Disons qu’en cas d’urgence ou de péril en la demeure reconnu par l’expert, ce dernier pourra autoriser les demandeurs à faire exécuter à leurs frais avancés, pour le compte de qui il appartiendra, les travaux estimés indispensables par l’expert, sous la direction du maître d’œuvre des demandeurs, par des entreprises qualifiées de son choix ; que, dans ce cas, l’expert déposera une note circonstanciée aux parties, précisant la nature, l’importance et le coût de ces travaux ;
Fixons à la somme de 5.000 euros la provision concernant les frais d’expertise qui devra être consignée par le syndicat des copropriétaires de la Résidence « JARDINS DE LA RIA » situé [Adresse 13] à Pornic (44210), représenté par son syndic DOMEOS, à la régie du tribunal judiciaire de Saint-Nazaire le 29 janvier 2026 au plus tard ;
Disons que faute de consignation de la provision dans ce délai impératif, ou demande de prorogation sollicitée en temps utile, la désignation de l’expert sera caduque et de nul effet ;
Disons que l’expert sera saisi et effectuera sa mission conformément aux dispositions des articles 232 à 248, 263 à 284-1 du code de procédure civile et qu’il déposera l’original de son rapport au greffe du tribunal judiciaire avant le 31 juillet 2026 sauf prorogation de ce délai dûment sollicitée en temps utile de manière motivée auprès du juge chargé du contrôle de la mesure ;
Disons que l’exécution de la mesure d’instruction sera suivie par le juge du service du contrôle des mesures d’instruction de ce tribunal, spécialement désigné à cette fin en application des articles 155 et 155-1 du même code ;
Disons que l’expert pourra avoir recours pour l’intégralité des échanges contradictoires de l’expert avec les parties et des parties entre elles à la voie dématérialisée via l’outil OPALEXE conformément aux articles 748-1 et suivants du code de procédure civile ;
Rappelons aux parties les dispositions de l’article 2239 du code civil :
“La prescription est également suspendue lorsque le juge fait droit à une demande de mesure d’instruction présentée avant tout procès.

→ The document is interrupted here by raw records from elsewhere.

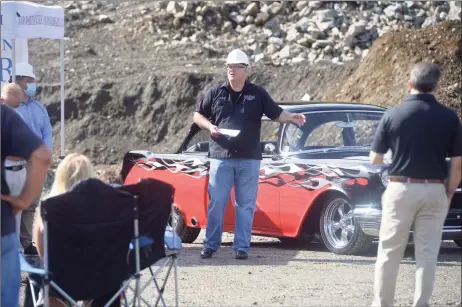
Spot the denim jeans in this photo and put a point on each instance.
(11, 272)
(243, 173)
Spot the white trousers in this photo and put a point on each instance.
(16, 181)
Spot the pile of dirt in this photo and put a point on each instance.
(382, 78)
(132, 83)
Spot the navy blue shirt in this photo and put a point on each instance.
(20, 141)
(242, 111)
(421, 133)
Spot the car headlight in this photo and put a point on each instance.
(385, 178)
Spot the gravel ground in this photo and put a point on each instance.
(278, 275)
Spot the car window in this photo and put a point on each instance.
(365, 132)
(327, 134)
(331, 129)
(269, 131)
(199, 142)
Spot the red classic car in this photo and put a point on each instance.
(314, 180)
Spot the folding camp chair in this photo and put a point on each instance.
(172, 243)
(98, 238)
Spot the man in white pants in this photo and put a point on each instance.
(15, 167)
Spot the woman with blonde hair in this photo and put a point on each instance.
(73, 169)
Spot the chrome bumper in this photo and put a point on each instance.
(369, 219)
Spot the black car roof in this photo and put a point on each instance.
(310, 106)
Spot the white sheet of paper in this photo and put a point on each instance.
(230, 132)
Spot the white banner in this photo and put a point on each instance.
(22, 55)
(31, 20)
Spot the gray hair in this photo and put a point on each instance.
(425, 77)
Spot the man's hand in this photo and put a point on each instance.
(297, 118)
(214, 131)
(16, 203)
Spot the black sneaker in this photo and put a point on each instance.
(207, 253)
(241, 255)
(30, 250)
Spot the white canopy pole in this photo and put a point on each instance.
(61, 42)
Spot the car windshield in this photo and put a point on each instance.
(329, 130)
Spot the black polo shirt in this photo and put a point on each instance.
(242, 111)
(20, 141)
(421, 133)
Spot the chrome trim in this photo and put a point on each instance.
(285, 125)
(369, 219)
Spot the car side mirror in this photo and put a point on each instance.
(269, 149)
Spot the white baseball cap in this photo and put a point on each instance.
(25, 69)
(237, 56)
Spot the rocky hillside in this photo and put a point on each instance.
(135, 69)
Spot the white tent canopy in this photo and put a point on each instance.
(23, 20)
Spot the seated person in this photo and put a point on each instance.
(73, 169)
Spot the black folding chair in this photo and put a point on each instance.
(92, 238)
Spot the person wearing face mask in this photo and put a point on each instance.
(36, 117)
(15, 167)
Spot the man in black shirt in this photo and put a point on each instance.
(17, 140)
(421, 133)
(235, 105)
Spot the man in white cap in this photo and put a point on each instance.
(236, 104)
(36, 116)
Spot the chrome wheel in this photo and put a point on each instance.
(338, 223)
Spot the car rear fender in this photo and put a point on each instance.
(310, 222)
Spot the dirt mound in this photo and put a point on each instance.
(382, 78)
(106, 119)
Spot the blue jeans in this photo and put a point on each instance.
(224, 173)
(11, 272)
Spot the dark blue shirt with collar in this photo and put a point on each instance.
(17, 140)
(242, 111)
(421, 134)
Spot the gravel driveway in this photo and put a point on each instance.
(279, 275)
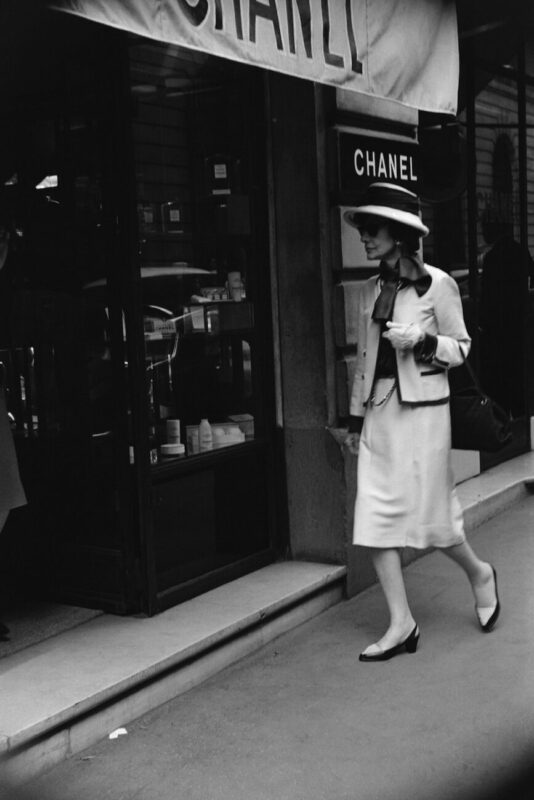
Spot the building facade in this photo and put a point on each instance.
(180, 257)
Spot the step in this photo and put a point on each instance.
(62, 695)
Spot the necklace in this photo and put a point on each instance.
(374, 402)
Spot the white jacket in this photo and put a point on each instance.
(438, 312)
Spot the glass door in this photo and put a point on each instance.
(200, 165)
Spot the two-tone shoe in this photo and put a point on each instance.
(409, 645)
(488, 615)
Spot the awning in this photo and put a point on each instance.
(404, 51)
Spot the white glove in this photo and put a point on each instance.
(352, 443)
(404, 337)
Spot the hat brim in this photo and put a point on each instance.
(404, 217)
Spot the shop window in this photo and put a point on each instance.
(195, 169)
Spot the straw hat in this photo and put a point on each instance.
(389, 201)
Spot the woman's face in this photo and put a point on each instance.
(377, 240)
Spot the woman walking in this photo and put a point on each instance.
(411, 331)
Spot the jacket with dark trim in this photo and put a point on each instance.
(422, 374)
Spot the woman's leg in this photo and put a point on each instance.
(479, 573)
(388, 567)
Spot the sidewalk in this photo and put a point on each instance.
(64, 694)
(302, 719)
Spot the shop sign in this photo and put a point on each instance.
(376, 48)
(363, 160)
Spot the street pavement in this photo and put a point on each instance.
(303, 719)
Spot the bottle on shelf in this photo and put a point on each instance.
(205, 436)
(152, 434)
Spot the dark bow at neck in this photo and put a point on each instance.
(408, 271)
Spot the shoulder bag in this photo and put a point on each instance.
(477, 421)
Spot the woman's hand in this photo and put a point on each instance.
(404, 337)
(352, 443)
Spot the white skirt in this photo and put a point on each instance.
(406, 495)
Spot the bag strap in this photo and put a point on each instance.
(472, 373)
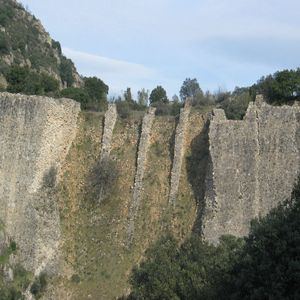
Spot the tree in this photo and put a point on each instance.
(193, 270)
(190, 89)
(97, 91)
(96, 88)
(143, 97)
(279, 88)
(158, 95)
(24, 80)
(175, 99)
(66, 71)
(77, 94)
(269, 265)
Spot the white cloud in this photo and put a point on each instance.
(118, 74)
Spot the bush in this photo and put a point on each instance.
(6, 14)
(77, 94)
(164, 109)
(66, 71)
(4, 44)
(23, 80)
(236, 106)
(123, 109)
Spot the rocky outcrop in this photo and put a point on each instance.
(35, 136)
(144, 143)
(109, 125)
(179, 149)
(253, 166)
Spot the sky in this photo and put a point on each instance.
(145, 43)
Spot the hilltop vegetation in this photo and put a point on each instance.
(32, 63)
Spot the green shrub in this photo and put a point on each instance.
(66, 71)
(77, 94)
(23, 80)
(6, 14)
(4, 44)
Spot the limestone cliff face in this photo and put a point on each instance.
(35, 136)
(48, 209)
(253, 166)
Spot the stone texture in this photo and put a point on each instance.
(109, 125)
(179, 149)
(144, 143)
(253, 166)
(35, 136)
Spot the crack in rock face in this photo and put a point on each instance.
(254, 164)
(36, 134)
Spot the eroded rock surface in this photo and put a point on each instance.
(254, 164)
(35, 136)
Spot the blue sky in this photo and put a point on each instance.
(145, 43)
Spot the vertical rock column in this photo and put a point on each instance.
(109, 125)
(140, 169)
(178, 153)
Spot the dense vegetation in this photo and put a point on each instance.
(25, 43)
(264, 265)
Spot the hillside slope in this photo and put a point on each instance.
(24, 42)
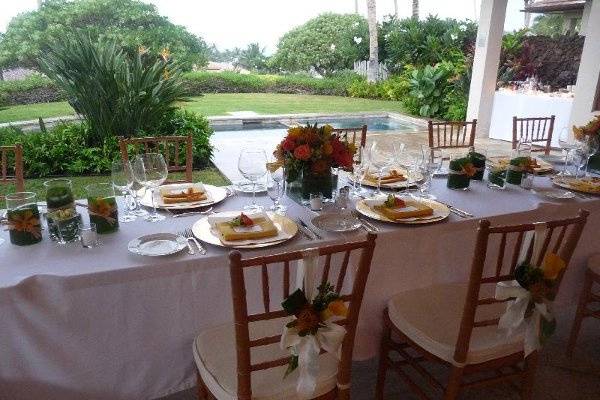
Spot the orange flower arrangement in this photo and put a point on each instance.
(313, 147)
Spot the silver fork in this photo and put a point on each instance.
(189, 235)
(190, 248)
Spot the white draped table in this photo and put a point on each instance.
(103, 323)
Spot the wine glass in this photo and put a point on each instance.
(122, 179)
(382, 156)
(567, 142)
(252, 164)
(150, 170)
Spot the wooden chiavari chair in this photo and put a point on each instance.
(587, 297)
(244, 361)
(534, 130)
(12, 175)
(171, 147)
(451, 134)
(457, 324)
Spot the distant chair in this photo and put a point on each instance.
(534, 130)
(451, 134)
(586, 299)
(243, 360)
(171, 147)
(12, 174)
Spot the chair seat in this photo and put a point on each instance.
(215, 355)
(594, 264)
(431, 317)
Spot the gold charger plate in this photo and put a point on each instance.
(503, 162)
(573, 183)
(440, 212)
(217, 194)
(203, 231)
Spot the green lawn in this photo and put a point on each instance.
(221, 103)
(210, 175)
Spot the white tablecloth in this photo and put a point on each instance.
(105, 324)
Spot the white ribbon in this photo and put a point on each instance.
(307, 348)
(513, 321)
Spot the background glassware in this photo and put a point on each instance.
(151, 171)
(381, 156)
(102, 207)
(567, 143)
(122, 180)
(252, 164)
(23, 218)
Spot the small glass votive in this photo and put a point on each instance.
(315, 201)
(88, 235)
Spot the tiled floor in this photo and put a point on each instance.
(557, 378)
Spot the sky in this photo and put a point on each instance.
(236, 23)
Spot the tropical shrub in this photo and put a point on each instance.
(117, 95)
(63, 150)
(327, 43)
(130, 23)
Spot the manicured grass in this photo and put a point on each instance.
(210, 176)
(221, 103)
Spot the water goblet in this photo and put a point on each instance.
(252, 164)
(122, 180)
(151, 171)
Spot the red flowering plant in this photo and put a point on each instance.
(314, 148)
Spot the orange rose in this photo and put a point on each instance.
(302, 152)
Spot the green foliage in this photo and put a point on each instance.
(131, 23)
(117, 96)
(327, 43)
(63, 150)
(425, 42)
(232, 82)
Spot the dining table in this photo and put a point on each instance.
(104, 323)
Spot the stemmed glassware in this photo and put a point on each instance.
(276, 189)
(252, 164)
(567, 142)
(150, 170)
(122, 180)
(381, 156)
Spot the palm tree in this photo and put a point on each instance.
(373, 66)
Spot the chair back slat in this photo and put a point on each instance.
(241, 272)
(451, 134)
(169, 146)
(11, 167)
(501, 238)
(535, 130)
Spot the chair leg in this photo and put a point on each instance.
(383, 355)
(529, 376)
(579, 314)
(454, 382)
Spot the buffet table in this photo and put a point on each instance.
(103, 323)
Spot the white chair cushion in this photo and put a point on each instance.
(431, 318)
(215, 355)
(594, 264)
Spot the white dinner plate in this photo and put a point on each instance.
(216, 194)
(157, 244)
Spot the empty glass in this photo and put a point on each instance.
(151, 171)
(252, 164)
(122, 180)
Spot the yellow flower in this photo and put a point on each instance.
(552, 265)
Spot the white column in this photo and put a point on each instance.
(485, 63)
(588, 76)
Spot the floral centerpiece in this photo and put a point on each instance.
(309, 153)
(591, 129)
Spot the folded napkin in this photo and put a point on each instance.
(263, 230)
(391, 177)
(412, 209)
(183, 193)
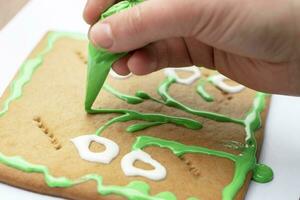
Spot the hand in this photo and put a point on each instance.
(256, 43)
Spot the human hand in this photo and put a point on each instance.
(256, 43)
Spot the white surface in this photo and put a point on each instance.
(281, 149)
(127, 164)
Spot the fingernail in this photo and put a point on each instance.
(101, 35)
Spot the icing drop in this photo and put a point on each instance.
(218, 81)
(158, 173)
(113, 74)
(171, 72)
(82, 144)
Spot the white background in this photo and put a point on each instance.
(281, 148)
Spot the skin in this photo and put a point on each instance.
(256, 43)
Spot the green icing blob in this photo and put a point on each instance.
(202, 92)
(100, 60)
(262, 173)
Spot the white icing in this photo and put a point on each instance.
(218, 80)
(187, 81)
(158, 173)
(82, 144)
(113, 74)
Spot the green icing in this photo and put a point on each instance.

Le délai de prescription recommence à courir, pour une durée qui ne peut être inférieure à six mois, à compter du jour où la mesure a été exécutée”.
Ordonnons à la S.A.S. MAUGIN de communiquer à la S.A.S. LAMOTTE CONSTRUCTEUR ses attestations d’assurance pour l’année 2025 ;
Ordonnons à la société [GW] de, communiquer à la S.A. GENERALI IARD ses attestations d’assurance pour les années 2024 et 2025 au titre de sa responsabilité civile ainsi que le marché de sous-traitance conclu avec la société OM BATIMENT et les devis et factures y afférents ;
Ordonnons à la société GOUGAUD CONSTRUCTION de communiquer à la S.A. GENERALI IARD ses attestations d’assurance pour les années 2024 et 2025 au titre de sa responsabilité civile ;
Disons n’y avoir lieu à astreinte ;
Disons que les dépens resteront à la charge de le syndicat des copropriétaires de la Résidence « JARDINS DE LA RIA », situé [Adresse 13] à [Localité 52], représenté par son syndic DOMEOS ;
Rappelons que :
1) le coût final des opérations d’expertise ne sera déterminé qu’à l’issue de la procédure, même si la présente décision s’est efforcée de fixer le montant de la provision à une valeur aussi proche que possible du coût prévisible de l’expertise ;
2) la partie qui est invitée par cette décision à faire l’avance des honoraires de l’expert n’est pas nécessairement celle qui en supportera la charge finale, à l’issue du procès ;
Rappelons que la présente ordonnance bénéficie de plein droit de l’exécution provisoire.
En foi de quoi la présente ordonnance a été signée par le président et le greffier qui a assisté au prononcé.